Thursday, March 24, 2011

Letters Home: "I'm spending the day in Heidelberg"

Heidelberg: View from Philosophenweg in 1953
 My father wrote the following message on the postcard pictured above:
March 24, 1953
Heidelberg

Dear Mom,

I am spending the day in Heidelberg. I had to drive a Lt. down here to 7th army headquarters 76 miles from Hanau. It sure is a nice day. Yesterday was our warmest day, 69°.  I suppose it's warming up around there too. The farmers are out in the fields plowing.

Love, V.

That's the Heidelberg Castle or Schloß in that early 1950's postcard. The view has scarcely changed since then thanks to stringent zoning laws.

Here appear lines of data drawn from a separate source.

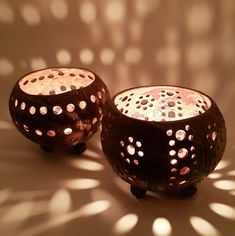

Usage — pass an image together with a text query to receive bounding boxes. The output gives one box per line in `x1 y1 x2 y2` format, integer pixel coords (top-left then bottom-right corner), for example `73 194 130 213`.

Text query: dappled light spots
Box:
70 159 104 171
189 216 221 236
152 217 172 236
79 48 94 65
209 202 235 220
213 180 235 190
113 213 138 234
215 160 229 170
61 178 100 190
21 5 41 26
79 1 96 24
0 120 13 130
186 41 213 69
0 58 14 76
56 49 71 66
207 172 222 179
0 1 15 24
100 48 115 65
50 0 68 20
0 188 12 205
49 189 72 215
30 57 47 70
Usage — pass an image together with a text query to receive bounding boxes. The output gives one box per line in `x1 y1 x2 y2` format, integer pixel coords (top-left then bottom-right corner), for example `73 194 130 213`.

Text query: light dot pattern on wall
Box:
79 1 96 24
0 1 15 24
100 48 115 65
56 49 71 66
50 0 68 20
79 48 94 65
21 5 41 26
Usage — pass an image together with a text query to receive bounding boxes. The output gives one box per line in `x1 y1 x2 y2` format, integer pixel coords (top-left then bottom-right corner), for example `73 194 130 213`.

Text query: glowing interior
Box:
19 68 95 95
114 86 211 121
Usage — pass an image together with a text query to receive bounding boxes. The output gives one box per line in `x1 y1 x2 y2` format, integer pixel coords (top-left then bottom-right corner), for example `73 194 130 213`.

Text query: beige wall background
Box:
0 0 235 142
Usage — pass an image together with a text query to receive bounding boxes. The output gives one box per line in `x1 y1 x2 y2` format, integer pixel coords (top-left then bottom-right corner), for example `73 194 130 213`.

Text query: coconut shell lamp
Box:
101 86 226 198
9 68 109 152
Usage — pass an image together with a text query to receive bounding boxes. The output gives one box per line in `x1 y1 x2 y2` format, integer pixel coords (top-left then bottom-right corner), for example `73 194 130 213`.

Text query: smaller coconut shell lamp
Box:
101 86 226 197
9 68 109 152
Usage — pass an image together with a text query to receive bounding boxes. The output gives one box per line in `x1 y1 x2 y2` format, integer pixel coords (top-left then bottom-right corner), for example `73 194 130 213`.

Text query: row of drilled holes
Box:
23 117 98 137
166 125 196 185
14 92 102 115
20 71 94 85
120 137 144 165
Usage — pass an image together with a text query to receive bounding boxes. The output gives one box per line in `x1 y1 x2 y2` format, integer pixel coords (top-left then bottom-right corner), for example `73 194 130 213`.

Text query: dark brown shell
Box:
101 86 226 195
9 68 109 148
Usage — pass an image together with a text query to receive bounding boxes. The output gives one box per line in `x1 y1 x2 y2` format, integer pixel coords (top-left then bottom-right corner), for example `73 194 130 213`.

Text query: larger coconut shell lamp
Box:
9 68 109 153
101 86 226 197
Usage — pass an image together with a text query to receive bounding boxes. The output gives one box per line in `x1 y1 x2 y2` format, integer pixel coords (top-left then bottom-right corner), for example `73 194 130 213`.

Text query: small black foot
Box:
73 143 86 154
130 185 147 198
41 145 54 152
181 185 197 197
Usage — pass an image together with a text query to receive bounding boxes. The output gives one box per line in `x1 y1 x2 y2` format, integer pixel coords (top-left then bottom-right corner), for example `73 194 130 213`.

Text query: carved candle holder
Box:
9 68 109 152
101 86 226 198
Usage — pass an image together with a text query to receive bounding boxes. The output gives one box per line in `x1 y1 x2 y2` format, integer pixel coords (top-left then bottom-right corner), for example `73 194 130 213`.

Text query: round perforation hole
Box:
47 130 56 137
20 102 26 110
169 150 176 156
180 166 190 175
126 145 135 155
166 129 173 136
178 148 188 159
171 159 178 165
29 106 36 115
175 130 186 141
52 106 63 115
23 125 29 132
66 103 75 112
211 131 217 141
14 99 18 107
39 106 47 115
64 128 73 135
137 151 144 157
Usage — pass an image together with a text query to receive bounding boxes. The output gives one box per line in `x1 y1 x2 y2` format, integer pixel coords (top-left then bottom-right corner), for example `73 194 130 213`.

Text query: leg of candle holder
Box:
181 185 197 197
73 143 87 154
41 145 54 152
130 185 147 198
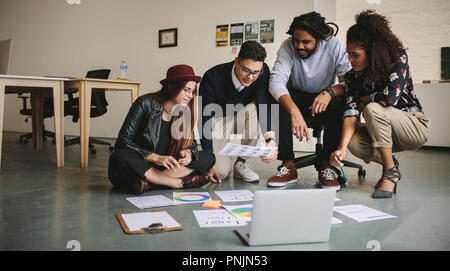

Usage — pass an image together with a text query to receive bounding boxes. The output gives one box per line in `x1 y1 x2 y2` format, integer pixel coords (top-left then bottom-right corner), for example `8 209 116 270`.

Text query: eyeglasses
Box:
183 89 197 96
238 61 263 77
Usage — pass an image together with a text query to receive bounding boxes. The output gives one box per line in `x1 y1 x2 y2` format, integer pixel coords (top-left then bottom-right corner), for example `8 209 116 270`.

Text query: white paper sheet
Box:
222 204 253 223
173 192 211 205
331 217 342 225
217 143 278 157
122 211 181 231
193 209 246 228
214 189 253 202
334 204 396 222
127 195 174 209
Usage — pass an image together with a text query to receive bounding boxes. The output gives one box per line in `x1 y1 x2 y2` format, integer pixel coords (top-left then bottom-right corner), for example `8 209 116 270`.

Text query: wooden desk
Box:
0 74 67 168
64 78 141 167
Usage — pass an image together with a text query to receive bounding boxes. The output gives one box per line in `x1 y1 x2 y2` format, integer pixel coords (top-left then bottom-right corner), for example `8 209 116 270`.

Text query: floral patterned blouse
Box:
341 51 422 118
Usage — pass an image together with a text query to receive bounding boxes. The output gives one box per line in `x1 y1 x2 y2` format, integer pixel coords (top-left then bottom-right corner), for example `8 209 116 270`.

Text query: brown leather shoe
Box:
181 173 210 188
317 162 341 190
267 165 298 187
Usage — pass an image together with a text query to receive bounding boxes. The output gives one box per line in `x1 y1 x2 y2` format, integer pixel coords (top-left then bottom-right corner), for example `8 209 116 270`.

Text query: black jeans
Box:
278 89 344 167
108 148 216 192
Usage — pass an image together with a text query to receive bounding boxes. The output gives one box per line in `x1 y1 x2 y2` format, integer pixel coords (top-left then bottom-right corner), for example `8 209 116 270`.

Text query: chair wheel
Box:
358 169 366 177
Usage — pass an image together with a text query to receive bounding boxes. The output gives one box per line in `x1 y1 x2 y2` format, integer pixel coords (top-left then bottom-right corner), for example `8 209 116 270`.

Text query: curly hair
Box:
347 9 405 82
286 11 339 40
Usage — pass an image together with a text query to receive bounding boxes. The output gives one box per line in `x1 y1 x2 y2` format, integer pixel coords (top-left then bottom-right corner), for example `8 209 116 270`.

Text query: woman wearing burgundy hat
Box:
108 65 215 194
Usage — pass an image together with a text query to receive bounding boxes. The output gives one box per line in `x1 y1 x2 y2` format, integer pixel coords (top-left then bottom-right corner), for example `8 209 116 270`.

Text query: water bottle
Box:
120 59 128 79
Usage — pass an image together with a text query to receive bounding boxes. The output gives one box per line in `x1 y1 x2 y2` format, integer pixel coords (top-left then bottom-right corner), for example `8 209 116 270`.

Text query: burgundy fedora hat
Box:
160 64 202 86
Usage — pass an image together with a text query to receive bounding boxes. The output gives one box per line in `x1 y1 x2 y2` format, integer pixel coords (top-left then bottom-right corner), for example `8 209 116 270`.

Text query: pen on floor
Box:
336 154 347 184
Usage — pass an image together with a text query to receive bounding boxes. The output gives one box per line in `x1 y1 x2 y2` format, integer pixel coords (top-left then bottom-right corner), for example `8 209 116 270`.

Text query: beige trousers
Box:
212 103 261 179
348 103 431 163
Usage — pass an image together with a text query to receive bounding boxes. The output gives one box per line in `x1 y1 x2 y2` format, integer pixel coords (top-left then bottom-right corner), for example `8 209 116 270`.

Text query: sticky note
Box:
202 200 221 208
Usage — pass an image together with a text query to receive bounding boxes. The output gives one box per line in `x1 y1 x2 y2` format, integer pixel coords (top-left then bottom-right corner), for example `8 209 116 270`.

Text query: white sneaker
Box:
234 161 259 182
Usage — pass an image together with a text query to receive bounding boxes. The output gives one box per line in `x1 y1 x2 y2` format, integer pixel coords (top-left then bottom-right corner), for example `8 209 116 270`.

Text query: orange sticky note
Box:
202 200 222 209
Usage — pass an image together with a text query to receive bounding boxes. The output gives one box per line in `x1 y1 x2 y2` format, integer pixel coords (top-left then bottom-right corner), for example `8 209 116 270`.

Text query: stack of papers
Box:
334 204 397 222
127 195 174 209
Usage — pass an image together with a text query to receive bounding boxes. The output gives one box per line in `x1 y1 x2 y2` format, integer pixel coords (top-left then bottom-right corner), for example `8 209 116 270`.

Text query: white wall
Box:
336 0 450 83
0 0 314 138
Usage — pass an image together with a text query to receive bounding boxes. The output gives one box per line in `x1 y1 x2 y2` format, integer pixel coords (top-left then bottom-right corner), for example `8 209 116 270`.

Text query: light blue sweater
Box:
269 37 352 101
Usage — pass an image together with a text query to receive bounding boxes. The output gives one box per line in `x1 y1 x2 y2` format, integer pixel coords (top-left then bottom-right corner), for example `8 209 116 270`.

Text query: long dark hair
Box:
347 9 405 82
286 11 339 41
149 81 197 159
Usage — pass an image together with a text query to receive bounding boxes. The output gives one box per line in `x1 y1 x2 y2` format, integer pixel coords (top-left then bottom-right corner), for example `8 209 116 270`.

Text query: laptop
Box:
235 189 336 246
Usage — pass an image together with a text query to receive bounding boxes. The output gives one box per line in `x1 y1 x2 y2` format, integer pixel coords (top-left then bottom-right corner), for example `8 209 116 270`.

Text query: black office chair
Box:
294 120 366 185
19 94 55 144
64 69 114 154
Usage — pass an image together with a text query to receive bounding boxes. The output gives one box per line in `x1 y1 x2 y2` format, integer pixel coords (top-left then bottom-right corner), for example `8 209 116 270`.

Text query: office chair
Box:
64 69 114 154
19 94 55 144
294 119 366 185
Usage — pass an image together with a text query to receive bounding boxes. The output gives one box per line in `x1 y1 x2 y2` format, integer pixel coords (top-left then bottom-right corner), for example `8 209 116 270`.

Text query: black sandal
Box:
375 155 400 189
372 166 402 199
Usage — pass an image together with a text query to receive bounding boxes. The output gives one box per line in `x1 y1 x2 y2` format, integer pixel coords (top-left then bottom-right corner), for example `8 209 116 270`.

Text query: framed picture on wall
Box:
159 28 178 48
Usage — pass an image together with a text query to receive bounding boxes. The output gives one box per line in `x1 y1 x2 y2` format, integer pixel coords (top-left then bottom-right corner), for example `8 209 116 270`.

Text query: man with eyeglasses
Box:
199 41 277 182
267 12 352 190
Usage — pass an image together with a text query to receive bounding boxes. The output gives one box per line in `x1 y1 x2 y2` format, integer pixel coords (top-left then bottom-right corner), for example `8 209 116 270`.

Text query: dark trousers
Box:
108 148 216 191
278 89 344 167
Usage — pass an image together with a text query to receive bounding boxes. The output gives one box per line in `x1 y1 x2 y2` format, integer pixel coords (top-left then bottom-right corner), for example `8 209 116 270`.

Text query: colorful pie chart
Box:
231 207 252 217
174 194 211 202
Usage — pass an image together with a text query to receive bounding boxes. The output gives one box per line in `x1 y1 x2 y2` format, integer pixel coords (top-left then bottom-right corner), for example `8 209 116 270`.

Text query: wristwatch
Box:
324 87 336 99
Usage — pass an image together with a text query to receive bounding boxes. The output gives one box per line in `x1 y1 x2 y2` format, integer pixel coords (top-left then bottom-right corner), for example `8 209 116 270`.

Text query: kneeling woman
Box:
108 65 215 194
330 10 430 198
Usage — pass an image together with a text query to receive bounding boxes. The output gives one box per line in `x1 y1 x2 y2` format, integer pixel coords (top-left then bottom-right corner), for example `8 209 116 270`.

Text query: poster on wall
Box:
230 23 244 46
244 22 259 42
259 20 275 43
216 24 228 47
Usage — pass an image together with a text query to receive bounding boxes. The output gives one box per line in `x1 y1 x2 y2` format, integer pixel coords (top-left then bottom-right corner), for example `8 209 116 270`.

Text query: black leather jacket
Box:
114 94 198 161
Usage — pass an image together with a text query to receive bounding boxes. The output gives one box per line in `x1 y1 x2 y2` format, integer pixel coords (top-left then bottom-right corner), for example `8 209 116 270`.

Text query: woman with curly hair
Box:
330 10 430 198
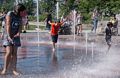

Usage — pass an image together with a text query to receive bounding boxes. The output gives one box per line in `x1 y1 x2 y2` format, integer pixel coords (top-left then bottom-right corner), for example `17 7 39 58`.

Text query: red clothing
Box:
51 23 62 35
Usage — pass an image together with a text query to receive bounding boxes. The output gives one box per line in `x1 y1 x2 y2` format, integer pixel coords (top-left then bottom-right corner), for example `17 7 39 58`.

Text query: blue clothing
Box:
3 11 22 46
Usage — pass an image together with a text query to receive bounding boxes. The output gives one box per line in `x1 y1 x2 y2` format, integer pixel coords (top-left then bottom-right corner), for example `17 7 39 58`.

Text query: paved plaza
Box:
0 32 120 78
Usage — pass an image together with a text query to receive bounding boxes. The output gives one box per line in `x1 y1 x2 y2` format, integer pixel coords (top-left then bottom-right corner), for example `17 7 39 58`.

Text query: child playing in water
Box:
49 20 63 51
105 22 113 51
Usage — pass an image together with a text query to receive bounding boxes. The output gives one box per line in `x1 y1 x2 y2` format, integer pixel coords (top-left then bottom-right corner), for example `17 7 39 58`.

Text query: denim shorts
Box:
51 35 58 43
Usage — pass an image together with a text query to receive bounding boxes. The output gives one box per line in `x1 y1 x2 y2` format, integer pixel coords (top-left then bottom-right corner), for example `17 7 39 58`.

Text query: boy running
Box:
105 22 113 51
49 20 63 51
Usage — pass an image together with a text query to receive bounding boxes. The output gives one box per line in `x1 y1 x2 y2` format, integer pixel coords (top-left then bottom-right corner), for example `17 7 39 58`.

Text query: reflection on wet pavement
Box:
0 33 120 78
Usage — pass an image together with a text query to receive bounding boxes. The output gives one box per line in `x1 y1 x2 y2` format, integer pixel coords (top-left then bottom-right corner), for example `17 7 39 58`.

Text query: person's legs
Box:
52 35 58 51
12 46 19 75
80 24 82 36
1 46 12 74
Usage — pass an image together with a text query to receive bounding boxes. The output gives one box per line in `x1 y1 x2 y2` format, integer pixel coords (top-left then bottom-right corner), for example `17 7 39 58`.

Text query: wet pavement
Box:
0 32 120 78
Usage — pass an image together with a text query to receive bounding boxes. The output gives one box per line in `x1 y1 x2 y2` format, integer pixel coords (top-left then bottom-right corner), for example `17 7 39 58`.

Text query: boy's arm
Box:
48 21 52 25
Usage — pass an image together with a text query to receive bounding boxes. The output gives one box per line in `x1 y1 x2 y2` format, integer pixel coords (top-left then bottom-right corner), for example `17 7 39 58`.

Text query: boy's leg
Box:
1 46 12 75
12 46 19 75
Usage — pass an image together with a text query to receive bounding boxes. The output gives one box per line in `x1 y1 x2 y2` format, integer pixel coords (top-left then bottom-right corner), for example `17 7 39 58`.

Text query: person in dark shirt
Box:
105 22 113 51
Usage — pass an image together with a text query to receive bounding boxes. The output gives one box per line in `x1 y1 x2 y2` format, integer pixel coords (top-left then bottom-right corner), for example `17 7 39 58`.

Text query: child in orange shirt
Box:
49 20 63 51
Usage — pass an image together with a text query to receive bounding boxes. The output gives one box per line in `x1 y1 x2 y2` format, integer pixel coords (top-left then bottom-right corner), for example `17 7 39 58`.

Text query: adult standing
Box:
45 13 52 30
1 4 26 75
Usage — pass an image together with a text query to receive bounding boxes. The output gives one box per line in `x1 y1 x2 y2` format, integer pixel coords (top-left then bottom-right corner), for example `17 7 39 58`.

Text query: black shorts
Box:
51 35 58 43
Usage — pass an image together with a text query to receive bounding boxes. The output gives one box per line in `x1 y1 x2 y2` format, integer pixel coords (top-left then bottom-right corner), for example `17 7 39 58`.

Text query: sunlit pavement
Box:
0 32 120 78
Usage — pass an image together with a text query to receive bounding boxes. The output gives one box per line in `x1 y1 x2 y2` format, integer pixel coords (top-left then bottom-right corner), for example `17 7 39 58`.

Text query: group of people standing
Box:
1 4 26 75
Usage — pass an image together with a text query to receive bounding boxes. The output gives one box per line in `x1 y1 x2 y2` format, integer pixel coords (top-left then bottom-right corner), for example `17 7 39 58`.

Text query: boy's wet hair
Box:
107 22 113 26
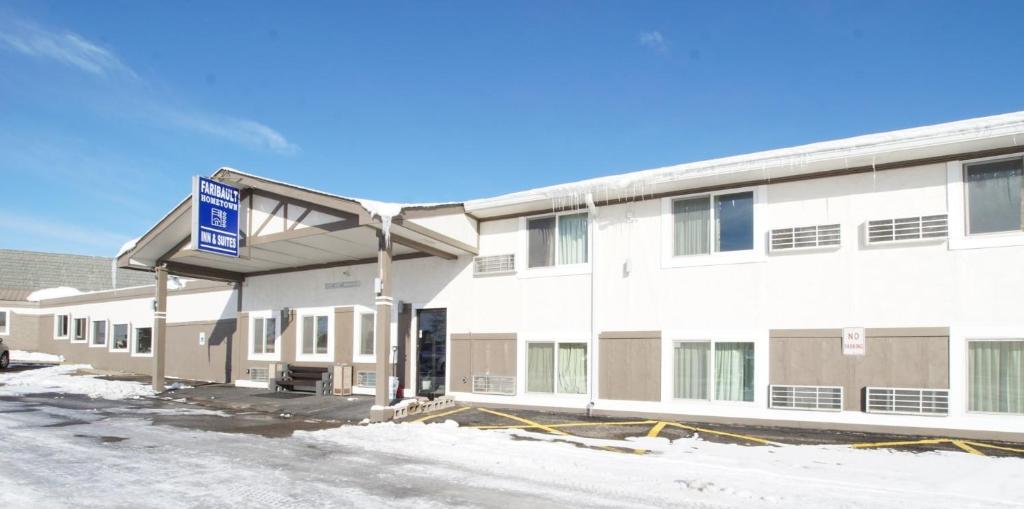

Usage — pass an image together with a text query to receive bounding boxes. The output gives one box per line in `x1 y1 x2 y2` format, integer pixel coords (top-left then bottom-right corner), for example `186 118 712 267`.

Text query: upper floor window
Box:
526 212 589 268
672 190 754 256
964 158 1024 235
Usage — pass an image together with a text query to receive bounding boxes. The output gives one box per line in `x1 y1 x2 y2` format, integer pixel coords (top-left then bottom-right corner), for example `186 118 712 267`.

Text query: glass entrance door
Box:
416 309 447 399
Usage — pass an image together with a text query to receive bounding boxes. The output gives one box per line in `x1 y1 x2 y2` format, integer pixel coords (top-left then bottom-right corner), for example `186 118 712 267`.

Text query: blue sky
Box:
0 1 1024 256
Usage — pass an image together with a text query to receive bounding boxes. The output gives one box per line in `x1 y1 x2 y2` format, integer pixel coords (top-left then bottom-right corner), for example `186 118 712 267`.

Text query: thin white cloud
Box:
0 17 300 155
638 30 669 53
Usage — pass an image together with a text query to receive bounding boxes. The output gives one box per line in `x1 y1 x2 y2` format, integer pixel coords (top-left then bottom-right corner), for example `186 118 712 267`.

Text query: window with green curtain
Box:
526 216 555 268
558 213 587 264
673 342 711 399
558 343 587 394
967 159 1024 234
715 342 754 401
968 340 1024 414
526 343 555 392
672 197 711 256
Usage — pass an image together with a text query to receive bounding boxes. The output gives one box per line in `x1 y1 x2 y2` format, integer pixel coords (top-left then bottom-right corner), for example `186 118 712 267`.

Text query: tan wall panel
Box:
598 333 662 401
769 336 949 412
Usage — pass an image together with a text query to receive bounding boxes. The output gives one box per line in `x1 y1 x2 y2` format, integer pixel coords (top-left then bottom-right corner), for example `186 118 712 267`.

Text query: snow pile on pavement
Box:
0 365 153 399
296 421 1024 509
10 350 63 364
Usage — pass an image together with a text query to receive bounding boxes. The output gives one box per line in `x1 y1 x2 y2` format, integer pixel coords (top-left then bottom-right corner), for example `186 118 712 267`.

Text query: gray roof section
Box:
0 249 154 294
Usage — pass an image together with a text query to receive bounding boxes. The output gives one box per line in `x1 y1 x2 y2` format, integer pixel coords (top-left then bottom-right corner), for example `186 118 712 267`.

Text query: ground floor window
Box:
92 320 106 346
673 341 754 401
135 327 153 354
111 324 128 351
526 342 587 394
968 340 1024 414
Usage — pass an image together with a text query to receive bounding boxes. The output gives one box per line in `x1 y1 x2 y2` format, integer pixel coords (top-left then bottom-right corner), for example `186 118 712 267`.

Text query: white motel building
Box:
0 112 1024 439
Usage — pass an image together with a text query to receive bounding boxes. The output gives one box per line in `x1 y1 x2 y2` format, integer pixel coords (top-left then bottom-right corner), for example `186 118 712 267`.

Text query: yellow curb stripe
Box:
413 407 469 422
950 440 985 456
479 409 568 435
647 422 669 438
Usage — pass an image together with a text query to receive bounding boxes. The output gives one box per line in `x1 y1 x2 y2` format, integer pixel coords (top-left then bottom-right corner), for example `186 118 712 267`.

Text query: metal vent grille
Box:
769 385 843 412
355 371 377 388
473 375 515 395
771 224 840 251
473 254 515 275
866 387 949 416
249 368 270 382
867 214 949 244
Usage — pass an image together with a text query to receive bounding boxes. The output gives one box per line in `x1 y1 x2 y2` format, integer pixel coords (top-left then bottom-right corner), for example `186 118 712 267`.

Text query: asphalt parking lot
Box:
402 406 1024 458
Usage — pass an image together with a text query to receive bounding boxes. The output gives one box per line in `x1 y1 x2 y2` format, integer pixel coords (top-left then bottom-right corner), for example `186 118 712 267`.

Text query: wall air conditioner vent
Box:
770 224 840 251
473 254 515 275
769 385 843 412
473 375 515 396
867 214 949 244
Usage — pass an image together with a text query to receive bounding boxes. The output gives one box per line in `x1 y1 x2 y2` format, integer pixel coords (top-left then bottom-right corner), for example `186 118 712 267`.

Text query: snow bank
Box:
295 421 1024 509
26 287 82 302
0 365 153 399
10 350 63 364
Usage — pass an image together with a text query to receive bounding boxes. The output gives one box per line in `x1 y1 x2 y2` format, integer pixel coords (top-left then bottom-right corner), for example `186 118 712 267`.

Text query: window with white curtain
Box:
673 341 754 401
672 190 754 256
526 212 589 268
968 340 1024 414
526 342 587 394
964 157 1024 234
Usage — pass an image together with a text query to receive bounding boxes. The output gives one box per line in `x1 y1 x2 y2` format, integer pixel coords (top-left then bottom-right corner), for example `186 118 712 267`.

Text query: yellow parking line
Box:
479 409 568 435
647 422 669 438
949 440 985 456
413 407 469 422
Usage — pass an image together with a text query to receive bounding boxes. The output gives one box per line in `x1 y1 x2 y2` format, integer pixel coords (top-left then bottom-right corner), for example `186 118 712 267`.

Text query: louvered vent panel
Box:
770 385 843 412
867 214 949 244
473 375 515 395
867 387 949 416
771 224 840 251
473 254 515 275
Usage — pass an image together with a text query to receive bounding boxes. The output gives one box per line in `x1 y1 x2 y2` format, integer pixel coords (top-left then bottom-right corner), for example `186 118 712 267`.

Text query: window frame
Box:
246 309 282 362
522 339 594 397
946 152 1024 250
352 306 380 364
128 325 156 357
88 319 111 348
950 334 1024 417
294 307 335 363
662 185 768 268
53 312 72 340
515 209 594 278
106 321 132 353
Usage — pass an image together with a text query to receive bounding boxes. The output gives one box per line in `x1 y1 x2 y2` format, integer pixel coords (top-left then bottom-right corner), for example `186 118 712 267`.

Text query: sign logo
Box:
191 176 239 257
843 327 867 355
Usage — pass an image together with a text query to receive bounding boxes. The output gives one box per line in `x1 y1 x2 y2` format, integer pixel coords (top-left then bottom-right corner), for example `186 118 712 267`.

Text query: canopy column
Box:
151 265 167 392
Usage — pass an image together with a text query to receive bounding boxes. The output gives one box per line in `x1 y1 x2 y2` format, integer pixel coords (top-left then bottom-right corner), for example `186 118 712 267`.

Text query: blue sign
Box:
193 176 239 257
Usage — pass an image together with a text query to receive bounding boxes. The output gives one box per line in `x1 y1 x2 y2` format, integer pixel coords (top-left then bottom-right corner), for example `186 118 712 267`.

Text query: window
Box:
526 343 587 394
965 158 1024 235
526 212 589 268
111 324 129 351
72 319 89 343
132 327 153 355
53 314 71 339
672 192 754 256
89 320 106 346
673 341 754 401
252 316 278 355
968 340 1024 414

In the early 1990s we had a young friend who was a native Heidelberger. His parents lived outside the city limits and we spent many a long, beer-soaked weekend there. He showed us around town and one day he surprised us by taking us up into the hills to an interesting but lesser known site called Thingstätte

Thingstätte is the name for an open-air amphitheater inspired by Heidelberg native Albert Speer. Numerous outdoor amphitheaters were planned and built throughout the Third Reich during the early 1930s, but were disused because radio broadcasting proved a more effective means of mass communication.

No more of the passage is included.